Pearl had lots to say about everything, today.




Husband is in Minnesota on a business trip but will be back in the morning. Right now, I need to get ready for a meeting in the morning to get funding for a troubled young man. After that, I have a home visit with a child who has one parent in jail and the other has a terrible drug addiction. She has some neurological problems associated with her mother's drug use en utero and I need to review the medical records to get a handle at what we're looking at. Believe it or not, although I won't miss the stress, I suspect I will miss the work once I close up shop for good. I know I will miss the kids.





6 comments:

Sherry said...

Yes. I know stress dreams. Shudder. I'm trying to stave them off now.

When Sam retired, I quit, we moved back to my hometown. I would wake in the middle of the night sitting straight up in a panic. Get up, go the office, open the filing cabinet, take out the bank files, and look at numbers. Okay. We'll be okay. We have enough money to last us...as long as we die in the next 10 years.

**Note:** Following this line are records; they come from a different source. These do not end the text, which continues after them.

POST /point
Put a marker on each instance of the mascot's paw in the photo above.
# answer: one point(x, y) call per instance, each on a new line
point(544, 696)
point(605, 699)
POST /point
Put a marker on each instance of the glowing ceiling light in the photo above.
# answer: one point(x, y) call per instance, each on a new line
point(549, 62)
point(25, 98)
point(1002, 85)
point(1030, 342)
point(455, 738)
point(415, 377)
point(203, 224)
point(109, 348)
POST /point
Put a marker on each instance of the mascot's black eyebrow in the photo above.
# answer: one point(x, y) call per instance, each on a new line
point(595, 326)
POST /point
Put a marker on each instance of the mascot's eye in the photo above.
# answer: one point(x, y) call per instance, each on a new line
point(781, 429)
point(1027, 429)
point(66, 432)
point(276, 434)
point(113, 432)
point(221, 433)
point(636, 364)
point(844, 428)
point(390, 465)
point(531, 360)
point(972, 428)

Well...It's not going to last 10 years. I've tried to get husband to talk to me about it. I asked him if he was trying to spend it all before he died...he's 17 1/2 years older than me. He won't talk. So...a couple of weeks ago I told him that I would be looking for a job (he doesn't want me to work)...preferably part time...or with the school district so I could have more time off. If after a year that hasn't happened. I'll take 40 hours wherever I can find it.

Waking in a panic is NO fun!

Anonymous said...

I'm glad your stress level is getting better, Penny. The girls look beautiful - I did a doubletake yesterday when I saw a beautiful Samoyed outside my shop window!

The quilt is lovely. When you use the glue stick, does it make the top stiff and hard after it dries?

Janet

Penny said...

Janet -

Nope on the gluestick. I use the water based and don't even notice it, especially if I steam when pressing out the seams. Of course, I wash my quilts after I quilt them but even so, I haven't noticed that it stiffens it up before I do that. I guess if I smeared on enough of the glue stick it would get icky but I only use a dab to keep the fabric still until I can stitch it down. I've never had it gum up my machine, btw.

Now, I read that you should use waterbased glue (not stick) on binding and that was a disaster when I tried that. I have been working on a quilt binding off and on for months and it is like pushing through concrete. I won't do THAT, again! I know it will wash out when I wash it but right now, it is holding down the binding. So... for me, glue STICK but not liquid glue.

What a treat to see a samoyed. It should have come inside and been your quilting buddy.

Anonymous said...

Thanks, Penny. I remember reading about your glued binding experience! I've used the glue sticks for applique and noticed that if I let them dry things get very stiff and hard to needle. But I might try glue stick next time I need to hold things together before I sew.

The Samoyed was a pleasant surprise - she looked just like one of your girls, only smaller than I expected. I hope she's a neighbor.

Penny said...

Your samoyed may have been an American Eskimo if it was considerably smaller. They look a lot alike but their temperaments are different.

A lot of people at a party that we went to in March who hadn't seen Evelyn in person (just pictures) commented that she was smaller than they expected.

jacquie said...

lots of catching up to do...pearl is looking fabulous as usual, but growing up and losing that puppy look. quite a change for you closing down your practice. i hope the stress dreams disappear.